Lynden went in front 9-7 when Slayton sneaked into the end zone for a 1-yard TD run with 10:55 to go in the first half. Slayton came in for starter Kaedan Hermanutz and directed the 22-yard scoring drive, which was set up by a 24-yard interception return from Collin Anker.
The Lions’ lead grew to 15-7 on a 2-yard TD keeper from Slayton with 1:45 left before halftime. Slayton made it 21-7 with a 1-yard TD keeper with 6:14 left in the third quarter, capping a 14-play, 62-yard drive that consumed 5 minutes, 38 seconds.

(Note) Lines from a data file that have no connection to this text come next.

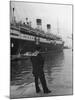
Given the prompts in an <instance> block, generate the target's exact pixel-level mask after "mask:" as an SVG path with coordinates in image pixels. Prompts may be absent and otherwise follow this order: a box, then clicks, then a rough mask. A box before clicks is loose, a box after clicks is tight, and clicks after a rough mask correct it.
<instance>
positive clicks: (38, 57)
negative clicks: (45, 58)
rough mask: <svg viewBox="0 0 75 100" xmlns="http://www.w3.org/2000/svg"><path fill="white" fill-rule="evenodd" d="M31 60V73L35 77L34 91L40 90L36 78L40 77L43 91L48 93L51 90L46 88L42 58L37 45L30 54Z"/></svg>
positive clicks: (36, 91)
mask: <svg viewBox="0 0 75 100" xmlns="http://www.w3.org/2000/svg"><path fill="white" fill-rule="evenodd" d="M31 62H32V68H33V75H34V79H35V88H36V93H39V92H40V91H41V90H40V87H39V83H38V79H40V82H41V84H42V88H43V91H44V93H50V92H51V91H50V90H49V89H48V87H47V84H46V80H45V75H44V71H43V67H44V59H43V57H42V55H41V54H40V47H39V46H37V47H36V50H35V52H34V53H33V54H32V56H31Z"/></svg>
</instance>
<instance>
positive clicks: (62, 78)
mask: <svg viewBox="0 0 75 100" xmlns="http://www.w3.org/2000/svg"><path fill="white" fill-rule="evenodd" d="M43 57H44V58H45V64H44V72H45V76H46V79H47V81H48V84H56V85H59V86H61V85H63V86H72V51H71V50H64V51H62V52H59V53H55V52H49V53H46V54H43ZM32 81H34V79H33V76H32V64H31V61H30V59H27V60H19V61H13V62H11V83H12V84H23V83H25V82H26V83H28V82H32Z"/></svg>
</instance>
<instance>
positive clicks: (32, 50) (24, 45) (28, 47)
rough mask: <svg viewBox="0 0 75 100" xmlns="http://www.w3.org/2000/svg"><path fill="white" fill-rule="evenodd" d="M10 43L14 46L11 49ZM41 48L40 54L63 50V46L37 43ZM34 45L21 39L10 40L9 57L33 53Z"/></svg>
mask: <svg viewBox="0 0 75 100" xmlns="http://www.w3.org/2000/svg"><path fill="white" fill-rule="evenodd" d="M12 43H13V44H14V45H13V47H12ZM39 45H40V46H41V51H42V52H49V51H56V52H57V51H61V50H63V44H58V45H55V44H53V43H50V44H48V43H42V42H39ZM35 46H36V43H35V41H27V40H21V39H15V38H11V55H17V54H19V53H20V54H24V53H26V52H30V51H31V52H33V51H34V50H35Z"/></svg>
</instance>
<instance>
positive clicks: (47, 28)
mask: <svg viewBox="0 0 75 100" xmlns="http://www.w3.org/2000/svg"><path fill="white" fill-rule="evenodd" d="M50 30H51V25H50V24H47V32H48V33H50Z"/></svg>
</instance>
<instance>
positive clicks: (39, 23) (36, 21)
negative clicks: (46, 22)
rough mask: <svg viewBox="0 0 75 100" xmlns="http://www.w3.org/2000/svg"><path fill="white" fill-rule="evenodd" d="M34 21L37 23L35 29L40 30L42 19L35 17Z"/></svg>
mask: <svg viewBox="0 0 75 100" xmlns="http://www.w3.org/2000/svg"><path fill="white" fill-rule="evenodd" d="M36 23H37V29H39V30H42V20H41V19H36Z"/></svg>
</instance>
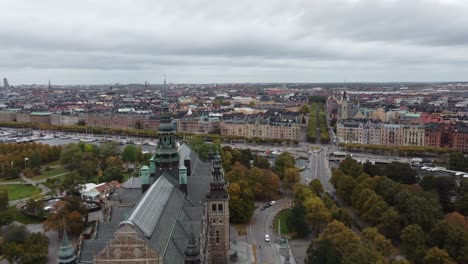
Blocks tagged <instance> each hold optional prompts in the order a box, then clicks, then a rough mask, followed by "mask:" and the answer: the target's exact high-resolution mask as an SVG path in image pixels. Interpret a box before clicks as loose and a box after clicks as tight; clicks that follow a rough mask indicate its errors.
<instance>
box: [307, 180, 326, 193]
mask: <svg viewBox="0 0 468 264" xmlns="http://www.w3.org/2000/svg"><path fill="white" fill-rule="evenodd" d="M309 188H310V189H311V190H312V191H314V192H315V194H316V195H317V196H320V197H322V195H323V185H322V183H321V182H320V180H319V179H314V180H312V181H310V182H309Z"/></svg>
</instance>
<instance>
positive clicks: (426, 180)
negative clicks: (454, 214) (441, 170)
mask: <svg viewBox="0 0 468 264" xmlns="http://www.w3.org/2000/svg"><path fill="white" fill-rule="evenodd" d="M421 187H423V189H424V190H426V191H431V190H434V191H436V192H437V194H438V195H439V201H440V203H441V205H442V207H443V208H444V211H446V212H448V211H453V209H454V203H453V201H452V197H454V196H455V195H456V183H455V179H454V178H452V177H443V176H442V177H434V176H432V175H428V176H425V177H424V178H423V179H422V181H421Z"/></svg>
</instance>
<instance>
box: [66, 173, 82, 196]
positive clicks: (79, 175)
mask: <svg viewBox="0 0 468 264" xmlns="http://www.w3.org/2000/svg"><path fill="white" fill-rule="evenodd" d="M84 183H85V180H84V178H83V177H81V176H80V175H79V174H78V173H76V172H71V173H68V174H66V175H65V177H64V179H63V181H62V184H61V186H60V190H61V191H62V192H63V191H67V192H68V193H70V194H72V195H78V194H79V193H80V190H81V188H82V185H83V184H84Z"/></svg>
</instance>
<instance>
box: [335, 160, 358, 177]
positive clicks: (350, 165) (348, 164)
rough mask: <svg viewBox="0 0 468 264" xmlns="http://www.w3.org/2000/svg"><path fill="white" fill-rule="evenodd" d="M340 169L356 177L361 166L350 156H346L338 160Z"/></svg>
mask: <svg viewBox="0 0 468 264" xmlns="http://www.w3.org/2000/svg"><path fill="white" fill-rule="evenodd" d="M340 170H341V171H342V172H343V173H344V174H346V175H348V176H351V177H353V178H357V177H358V176H359V175H361V173H362V167H361V165H359V164H358V163H357V162H356V161H355V160H354V159H352V158H351V157H347V158H346V159H344V160H343V161H341V162H340Z"/></svg>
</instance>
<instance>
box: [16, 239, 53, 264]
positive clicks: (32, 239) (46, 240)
mask: <svg viewBox="0 0 468 264" xmlns="http://www.w3.org/2000/svg"><path fill="white" fill-rule="evenodd" d="M48 255H49V239H48V238H47V237H46V236H45V235H44V234H42V233H33V234H32V235H31V236H29V237H28V239H26V241H25V243H24V256H23V260H22V263H24V264H35V263H47V257H48Z"/></svg>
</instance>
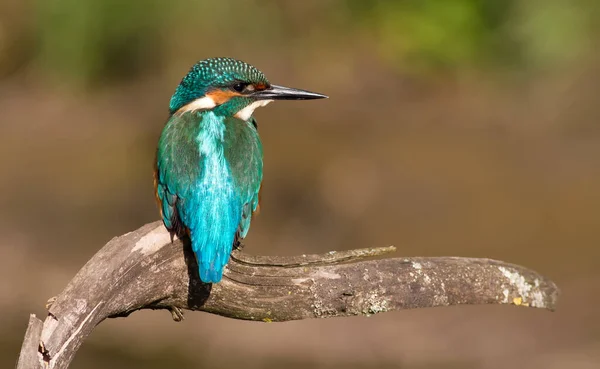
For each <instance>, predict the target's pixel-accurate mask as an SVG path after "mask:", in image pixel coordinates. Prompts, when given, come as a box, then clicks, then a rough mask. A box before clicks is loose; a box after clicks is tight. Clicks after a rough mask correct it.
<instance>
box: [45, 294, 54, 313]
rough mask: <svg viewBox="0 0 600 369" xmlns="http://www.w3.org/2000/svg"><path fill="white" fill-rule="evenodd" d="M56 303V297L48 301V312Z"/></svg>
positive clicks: (46, 306) (52, 298)
mask: <svg viewBox="0 0 600 369" xmlns="http://www.w3.org/2000/svg"><path fill="white" fill-rule="evenodd" d="M55 302H56V296H52V297H50V298H49V299H48V301H46V305H45V306H46V310H50V308H51V307H52V305H53V304H54V303H55Z"/></svg>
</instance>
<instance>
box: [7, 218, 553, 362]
mask: <svg viewBox="0 0 600 369" xmlns="http://www.w3.org/2000/svg"><path fill="white" fill-rule="evenodd" d="M186 242H187V240H186ZM394 250H395V248H394V247H385V248H373V249H362V250H352V251H342V252H334V251H332V252H329V253H327V254H324V255H302V256H297V257H277V256H273V257H267V256H250V255H247V254H244V253H242V252H241V251H238V250H236V251H234V252H233V254H232V258H231V261H230V262H229V264H228V266H227V268H226V271H225V274H224V278H223V281H221V282H220V283H217V284H214V285H210V284H204V283H202V282H201V281H200V280H199V279H198V273H197V265H196V261H195V258H194V256H193V254H192V253H191V251H190V249H189V246H188V245H183V244H182V242H181V241H180V240H175V242H173V243H172V242H171V241H170V238H169V234H168V233H167V232H166V231H165V229H164V227H163V226H162V224H161V223H160V222H155V223H151V224H147V225H145V226H143V227H141V228H140V229H138V230H136V231H134V232H130V233H127V234H125V235H123V236H120V237H116V238H114V239H112V240H111V241H110V242H108V244H106V246H104V247H103V248H102V249H101V250H100V251H98V253H97V254H96V255H94V257H92V259H91V260H90V261H88V263H87V264H86V265H85V266H84V267H83V268H82V269H81V270H80V271H79V273H78V274H77V275H76V276H75V277H74V278H73V280H71V282H70V283H69V284H68V285H67V287H66V288H65V290H64V291H63V292H62V293H61V294H60V295H58V296H57V298H56V300H55V301H54V302H53V303H52V305H51V307H50V308H49V312H48V316H47V317H46V320H45V321H44V323H43V327H40V324H41V322H40V321H39V320H38V319H37V318H35V316H32V317H31V319H30V324H29V327H28V330H27V333H26V336H25V340H24V343H23V348H22V351H21V355H20V357H19V362H18V368H19V369H20V368H38V367H42V366H45V367H48V368H67V367H68V365H69V363H70V362H71V360H72V359H73V357H74V355H75V353H76V352H77V349H78V348H79V347H80V346H81V344H82V343H83V341H84V340H85V338H87V336H88V335H89V334H90V333H91V332H92V330H93V329H94V327H95V326H96V325H97V324H98V323H100V322H101V321H102V320H104V319H106V318H110V317H121V316H127V315H128V314H130V313H131V312H133V311H135V310H139V309H169V310H170V311H171V312H172V314H173V318H174V319H175V320H180V319H181V318H182V315H181V310H180V309H188V310H198V311H206V312H210V313H213V314H218V315H223V316H226V317H230V318H235V319H247V320H259V321H265V322H280V321H288V320H296V319H308V318H325V317H338V316H352V315H371V314H376V313H380V312H385V311H393V310H402V309H414V308H424V307H434V306H448V305H458V304H514V305H520V306H531V307H538V308H546V309H550V310H552V309H554V307H555V304H556V300H557V297H558V288H557V287H556V285H555V284H554V283H553V282H552V281H550V280H549V279H546V278H544V277H542V276H541V275H539V274H537V273H535V272H533V271H531V270H528V269H526V268H523V267H520V266H517V265H512V264H507V263H503V262H499V261H494V260H488V259H469V258H457V257H437V258H419V257H415V258H393V259H380V260H367V261H364V260H360V259H363V258H365V257H370V256H377V255H381V254H384V253H388V252H391V251H394Z"/></svg>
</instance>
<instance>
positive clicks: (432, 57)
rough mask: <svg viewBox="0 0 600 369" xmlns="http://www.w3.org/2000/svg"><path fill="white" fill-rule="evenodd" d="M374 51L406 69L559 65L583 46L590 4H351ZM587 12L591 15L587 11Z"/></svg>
mask: <svg viewBox="0 0 600 369" xmlns="http://www.w3.org/2000/svg"><path fill="white" fill-rule="evenodd" d="M349 4H350V7H351V9H353V14H354V16H355V17H356V18H357V19H358V20H360V21H361V22H363V24H364V25H365V27H366V28H367V29H368V30H369V31H371V32H373V34H374V35H375V39H376V40H377V46H378V50H379V51H380V53H381V54H382V55H383V56H385V57H386V58H387V59H388V60H390V61H392V62H394V63H398V62H401V65H403V66H408V68H410V69H417V70H423V69H424V70H425V71H431V70H436V69H438V68H465V67H475V68H478V67H484V68H492V69H494V68H506V67H507V66H508V67H510V68H524V67H525V68H528V69H529V68H532V69H537V68H541V67H546V66H557V65H559V64H561V63H562V62H565V61H569V60H572V59H573V56H574V55H577V54H579V53H580V52H582V51H583V50H585V49H586V47H588V46H589V45H588V43H587V40H589V39H590V34H591V33H592V32H593V31H594V30H593V29H592V20H593V19H594V17H593V15H594V13H595V12H594V11H595V10H597V9H598V8H599V6H598V4H597V2H595V3H594V2H593V1H588V0H527V1H518V0H503V1H493V0H446V1H435V0H425V1H419V0H385V1H376V2H369V1H361V0H349ZM590 10H592V11H590Z"/></svg>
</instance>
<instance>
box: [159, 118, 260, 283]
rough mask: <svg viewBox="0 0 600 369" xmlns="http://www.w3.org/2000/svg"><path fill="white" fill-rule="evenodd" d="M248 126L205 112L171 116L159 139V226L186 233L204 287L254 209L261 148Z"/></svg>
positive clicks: (249, 122)
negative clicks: (161, 213) (197, 263)
mask: <svg viewBox="0 0 600 369" xmlns="http://www.w3.org/2000/svg"><path fill="white" fill-rule="evenodd" d="M251 124H254V123H253V122H252V121H249V122H242V121H240V120H238V119H235V118H230V119H225V120H222V119H220V118H218V117H216V116H215V115H214V114H212V113H210V112H207V113H204V114H185V115H183V116H172V117H171V119H170V120H169V122H167V125H166V126H165V129H164V130H163V133H162V135H161V139H160V140H159V149H158V152H157V173H156V182H157V183H156V195H157V199H158V200H159V202H160V207H161V213H162V217H163V222H164V224H165V226H166V227H167V229H169V230H170V231H173V230H174V229H175V230H177V228H187V229H188V230H189V234H190V237H191V241H192V250H193V251H194V253H195V254H196V259H197V261H198V267H199V275H200V278H201V279H202V281H204V282H206V283H213V282H219V281H220V280H221V278H222V274H223V268H224V267H225V265H226V264H227V262H228V261H229V256H230V254H231V250H232V248H233V244H234V241H235V238H236V237H238V236H239V237H241V238H244V237H245V236H246V235H247V233H248V230H249V228H250V221H251V217H252V212H253V211H255V210H256V208H257V206H258V192H259V189H260V182H261V181H262V147H261V145H260V140H259V139H258V134H257V132H256V128H255V126H253V125H251ZM178 234H179V233H178ZM179 235H180V234H179Z"/></svg>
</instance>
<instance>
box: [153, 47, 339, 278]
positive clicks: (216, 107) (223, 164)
mask: <svg viewBox="0 0 600 369" xmlns="http://www.w3.org/2000/svg"><path fill="white" fill-rule="evenodd" d="M322 98H327V96H325V95H322V94H319V93H315V92H310V91H306V90H300V89H295V88H289V87H283V86H278V85H273V84H271V83H270V82H269V80H268V79H267V78H266V77H265V75H264V74H263V73H262V72H261V71H259V70H258V69H256V68H255V67H253V66H252V65H250V64H247V63H245V62H243V61H241V60H237V59H233V58H223V57H221V58H210V59H205V60H201V61H199V62H197V63H196V64H194V65H193V66H192V68H191V69H190V70H189V72H188V73H187V74H186V75H185V76H184V77H183V79H182V80H181V82H180V83H179V85H178V86H177V88H176V89H175V92H174V94H173V95H172V97H171V100H170V103H169V117H168V119H167V122H166V124H165V126H164V128H163V130H162V133H161V135H160V138H159V140H158V147H157V150H156V160H155V165H154V190H155V196H156V200H157V203H158V207H159V211H160V216H161V218H162V221H163V224H164V226H165V227H166V229H167V230H168V231H169V233H170V236H171V241H173V237H174V236H177V237H179V238H182V237H186V236H188V237H189V239H190V241H191V242H190V243H191V248H192V251H193V252H194V255H195V257H196V261H197V264H198V276H199V277H200V280H201V281H202V282H204V283H217V282H220V281H221V279H222V277H223V270H224V268H225V265H226V264H227V262H228V261H229V257H230V255H231V252H232V250H233V248H234V247H236V246H238V245H239V243H240V240H241V239H243V238H245V237H246V235H247V234H248V231H249V229H250V222H251V220H252V217H253V215H254V214H256V213H257V211H258V209H259V201H260V195H261V184H262V179H263V148H262V143H261V140H260V137H259V135H258V125H257V122H256V119H255V118H254V116H253V114H254V110H255V109H257V108H259V107H263V106H265V105H267V104H269V103H270V102H272V101H274V100H311V99H322Z"/></svg>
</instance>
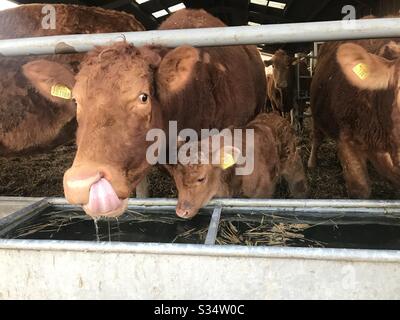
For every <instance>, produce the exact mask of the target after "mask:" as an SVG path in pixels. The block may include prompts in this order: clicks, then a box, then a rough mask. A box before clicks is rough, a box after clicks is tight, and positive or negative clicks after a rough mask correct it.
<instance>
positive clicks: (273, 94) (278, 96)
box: [264, 50, 304, 128]
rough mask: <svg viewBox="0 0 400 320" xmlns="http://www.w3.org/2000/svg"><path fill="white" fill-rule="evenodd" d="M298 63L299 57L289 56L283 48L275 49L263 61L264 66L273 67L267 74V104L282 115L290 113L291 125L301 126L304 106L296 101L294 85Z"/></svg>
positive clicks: (286, 114) (298, 61)
mask: <svg viewBox="0 0 400 320" xmlns="http://www.w3.org/2000/svg"><path fill="white" fill-rule="evenodd" d="M299 63H302V62H301V60H300V59H298V58H294V57H291V56H290V55H288V54H287V53H286V52H285V51H284V50H278V51H276V52H275V53H274V55H273V57H272V58H271V59H270V60H265V61H264V65H265V66H266V67H269V66H272V67H273V73H272V74H269V75H267V106H270V107H271V109H272V110H273V111H277V112H279V113H280V114H281V115H282V116H283V117H285V116H288V115H289V113H290V117H291V122H292V125H296V127H297V126H299V127H300V128H301V127H302V126H303V111H304V110H303V108H304V106H303V105H300V104H299V103H298V101H297V87H296V65H297V64H299ZM301 66H303V64H301ZM293 112H294V113H295V114H293ZM295 118H296V119H295ZM295 120H296V121H298V123H295Z"/></svg>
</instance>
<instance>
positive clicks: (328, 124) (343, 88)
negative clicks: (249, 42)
mask: <svg viewBox="0 0 400 320" xmlns="http://www.w3.org/2000/svg"><path fill="white" fill-rule="evenodd" d="M399 41H400V39H378V40H360V41H343V42H331V43H326V44H324V45H323V46H322V48H321V51H320V54H319V58H318V65H317V67H316V70H315V75H314V78H313V81H312V86H311V108H312V114H313V119H314V141H313V148H312V153H311V156H310V160H309V166H310V167H314V166H316V161H317V150H318V147H319V145H320V143H321V140H322V138H323V136H324V135H326V136H328V137H331V138H333V139H335V140H336V141H337V144H338V155H339V159H340V161H341V164H342V168H343V173H344V177H345V181H346V185H347V190H348V193H349V196H350V197H354V198H367V197H369V195H370V192H371V190H370V182H369V177H368V170H367V162H368V161H371V162H372V164H373V165H374V167H375V168H376V169H377V170H378V172H379V173H381V175H382V176H383V177H385V178H387V179H388V180H390V181H391V182H393V183H394V184H395V185H396V186H397V187H398V186H400V167H399V165H400V161H399V151H400V122H399V119H400V112H399V107H400V104H399V103H400V101H399V100H398V97H399V96H398V94H399V88H398V86H399V70H400V61H399V60H398V53H399V51H398V48H399V46H396V45H395V43H398V42H399ZM346 43H353V44H356V45H358V46H360V47H361V50H363V51H364V52H365V54H367V53H370V54H374V55H373V56H371V57H372V58H373V59H375V60H377V61H382V63H386V64H388V65H390V66H392V70H393V76H391V79H390V80H389V79H387V80H386V85H382V87H381V89H378V88H376V89H367V86H365V88H360V87H359V86H357V85H355V84H351V83H350V80H349V78H348V77H347V76H346V75H345V74H344V72H343V69H342V67H343V65H342V66H341V65H340V64H339V63H338V59H339V58H340V59H343V61H345V60H344V59H347V57H346V56H344V55H342V56H339V55H338V52H339V48H348V47H347V46H343V45H344V44H346ZM360 47H357V46H355V48H360ZM351 48H353V47H352V46H351ZM362 48H363V49H362ZM360 58H361V56H360ZM396 58H397V60H395V59H396ZM393 59H394V60H393ZM371 61H372V60H371ZM370 72H371V74H370V77H369V78H370V79H371V80H370V79H368V81H367V80H365V81H364V82H365V84H367V83H369V82H373V81H379V80H378V79H379V77H380V76H383V75H384V74H385V71H384V70H382V71H381V72H379V70H376V71H374V72H376V76H375V75H373V74H372V72H373V71H372V70H370ZM354 76H355V75H354ZM360 82H361V83H362V82H363V81H360Z"/></svg>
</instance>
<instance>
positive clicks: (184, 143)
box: [146, 121, 255, 176]
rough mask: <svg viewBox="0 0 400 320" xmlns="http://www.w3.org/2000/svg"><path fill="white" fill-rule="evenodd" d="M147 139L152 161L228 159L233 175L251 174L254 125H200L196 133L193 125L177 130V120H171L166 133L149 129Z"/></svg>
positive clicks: (155, 130) (207, 160) (147, 153)
mask: <svg viewBox="0 0 400 320" xmlns="http://www.w3.org/2000/svg"><path fill="white" fill-rule="evenodd" d="M146 140H147V141H149V142H152V144H151V145H150V146H149V148H148V149H147V152H146V160H147V162H148V163H149V164H151V165H155V164H163V165H165V164H168V165H177V164H181V165H194V164H196V165H197V164H200V165H203V164H212V165H215V166H223V165H224V163H221V162H223V161H230V162H231V163H228V164H227V166H230V165H233V164H234V165H235V166H236V167H235V173H236V175H242V176H244V175H250V174H252V172H253V170H254V149H255V148H254V130H253V129H224V130H222V131H219V130H217V129H202V130H201V133H200V137H199V136H198V134H197V132H196V131H195V130H193V129H183V130H181V131H180V132H179V133H178V125H177V122H176V121H170V122H169V128H168V135H167V134H166V132H165V131H164V130H161V129H151V130H149V131H148V132H147V135H146ZM167 140H168V141H167ZM243 149H244V150H243ZM226 159H228V160H226ZM225 164H226V163H225Z"/></svg>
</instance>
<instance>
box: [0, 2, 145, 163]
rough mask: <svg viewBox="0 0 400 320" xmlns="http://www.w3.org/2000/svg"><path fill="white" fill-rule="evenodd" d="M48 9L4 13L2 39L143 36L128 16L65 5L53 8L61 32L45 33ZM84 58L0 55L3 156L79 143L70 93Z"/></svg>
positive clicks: (122, 13)
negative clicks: (43, 20)
mask: <svg viewBox="0 0 400 320" xmlns="http://www.w3.org/2000/svg"><path fill="white" fill-rule="evenodd" d="M43 6H44V5H41V4H32V5H22V6H19V7H16V8H13V9H9V10H4V11H0V39H1V40H3V39H14V38H22V37H39V36H52V35H60V34H65V35H66V34H87V33H103V32H123V31H143V30H144V28H143V26H142V25H141V24H140V23H139V22H138V21H137V20H136V19H135V18H134V17H133V16H131V15H129V14H126V13H123V12H117V11H112V10H105V9H101V8H95V7H84V6H75V5H61V4H60V5H53V7H54V8H55V9H56V25H55V27H56V28H55V29H44V28H43V27H42V20H43V17H44V14H42V8H43ZM83 57H84V54H56V55H51V56H41V57H40V59H39V58H38V57H28V56H22V57H5V56H1V52H0V155H2V156H4V155H16V154H21V153H30V152H34V151H39V150H45V149H51V148H53V147H55V146H57V145H60V144H64V143H66V142H68V141H72V140H73V139H74V138H75V131H76V119H75V115H76V105H75V102H74V101H73V100H72V93H71V89H72V87H73V84H74V82H75V80H74V74H75V73H76V72H77V71H78V69H79V64H80V62H81V60H82V59H83ZM44 59H45V60H44ZM44 75H46V76H44ZM57 79H58V80H57Z"/></svg>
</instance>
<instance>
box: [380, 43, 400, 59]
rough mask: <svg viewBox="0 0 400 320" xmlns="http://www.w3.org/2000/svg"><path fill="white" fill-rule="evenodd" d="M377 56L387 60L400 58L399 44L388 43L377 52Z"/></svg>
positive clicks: (394, 43)
mask: <svg viewBox="0 0 400 320" xmlns="http://www.w3.org/2000/svg"><path fill="white" fill-rule="evenodd" d="M379 55H380V56H382V57H383V58H385V59H388V60H395V59H398V58H400V44H399V43H397V42H394V41H390V42H389V43H387V44H386V45H384V46H383V47H382V48H381V50H380V51H379Z"/></svg>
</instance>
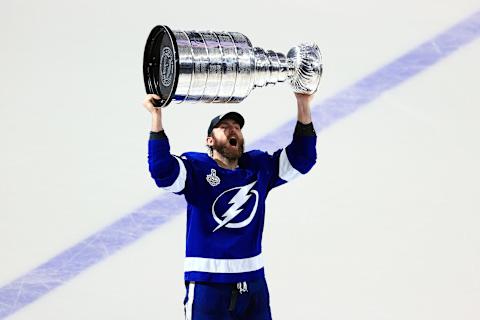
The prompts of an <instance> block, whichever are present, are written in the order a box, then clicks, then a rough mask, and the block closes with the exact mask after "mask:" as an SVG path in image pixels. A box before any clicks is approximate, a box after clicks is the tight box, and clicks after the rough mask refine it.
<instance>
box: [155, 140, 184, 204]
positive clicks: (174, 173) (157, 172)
mask: <svg viewBox="0 0 480 320" xmlns="http://www.w3.org/2000/svg"><path fill="white" fill-rule="evenodd" d="M148 168H149V171H150V175H151V177H152V178H153V180H154V181H155V184H156V185H157V186H158V187H160V188H162V189H164V190H166V191H169V192H173V193H176V194H184V193H185V191H186V189H187V184H188V178H189V177H188V176H189V174H188V171H190V170H189V169H188V168H189V164H188V163H187V161H184V160H183V159H182V158H181V157H178V156H175V155H172V154H171V153H170V143H169V140H168V137H167V136H166V135H165V133H164V132H163V131H161V132H160V133H155V132H152V133H150V139H149V141H148Z"/></svg>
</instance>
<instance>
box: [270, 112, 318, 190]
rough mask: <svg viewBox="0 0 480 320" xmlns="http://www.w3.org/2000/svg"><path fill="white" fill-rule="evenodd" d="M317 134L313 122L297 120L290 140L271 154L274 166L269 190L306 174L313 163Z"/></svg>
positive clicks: (316, 142) (272, 160) (314, 152)
mask: <svg viewBox="0 0 480 320" xmlns="http://www.w3.org/2000/svg"><path fill="white" fill-rule="evenodd" d="M316 144H317V136H316V133H315V130H314V129H313V124H311V123H310V124H308V125H304V124H301V123H300V122H297V126H296V128H295V133H294V135H293V139H292V142H291V143H290V144H289V145H288V146H287V147H286V148H283V149H279V150H277V151H276V152H274V153H273V155H272V156H271V159H270V161H271V164H272V166H273V168H274V170H273V174H272V177H271V180H270V184H269V190H271V189H273V188H275V187H278V186H280V185H282V184H284V183H287V182H289V181H292V180H293V179H295V178H297V177H299V176H301V175H304V174H306V173H307V172H308V171H310V169H312V167H313V166H314V165H315V162H316V160H317V152H316Z"/></svg>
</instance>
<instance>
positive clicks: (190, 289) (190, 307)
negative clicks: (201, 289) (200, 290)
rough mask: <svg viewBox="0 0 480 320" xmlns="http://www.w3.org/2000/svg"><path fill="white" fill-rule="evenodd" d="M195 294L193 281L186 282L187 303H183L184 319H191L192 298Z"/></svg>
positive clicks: (191, 314) (194, 285) (194, 287)
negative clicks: (189, 281) (188, 283)
mask: <svg viewBox="0 0 480 320" xmlns="http://www.w3.org/2000/svg"><path fill="white" fill-rule="evenodd" d="M194 296H195V281H192V282H190V283H189V284H188V296H187V304H186V305H185V319H186V320H192V318H193V317H192V310H193V298H194Z"/></svg>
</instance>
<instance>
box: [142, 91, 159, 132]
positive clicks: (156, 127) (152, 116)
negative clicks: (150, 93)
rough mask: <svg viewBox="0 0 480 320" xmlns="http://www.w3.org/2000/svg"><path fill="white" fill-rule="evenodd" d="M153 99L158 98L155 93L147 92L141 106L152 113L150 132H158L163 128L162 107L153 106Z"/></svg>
mask: <svg viewBox="0 0 480 320" xmlns="http://www.w3.org/2000/svg"><path fill="white" fill-rule="evenodd" d="M154 100H160V97H159V96H158V95H156V94H147V96H146V97H145V99H144V100H143V106H144V107H145V109H147V110H148V112H150V113H151V114H152V129H151V131H152V132H160V131H162V130H163V124H162V108H161V107H155V105H154V104H153V103H154Z"/></svg>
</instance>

“Once again with that trust factor and buying into the program, when (coach) asks you to do something, you’ve just got to do it to the best of your capability,” said Slayton, who led the go-ahead drive in a 15-10 state semifinal win over North Kitsap last week. “I don’t know exactly what’s wrong, but I just played through it. We have a lot of guys hurt. Guys just played through it.”
The Thunderbirds (10-3) couldn’t get on track offensively, gaining just 141 yards of total offense. The T-birds could manage only three yards in the third quarter and 64 yards total in the second half.
Junior Collin Anker had two interceptions for Lynden, which picked off Tumwater quarterback Alex Overbay three times.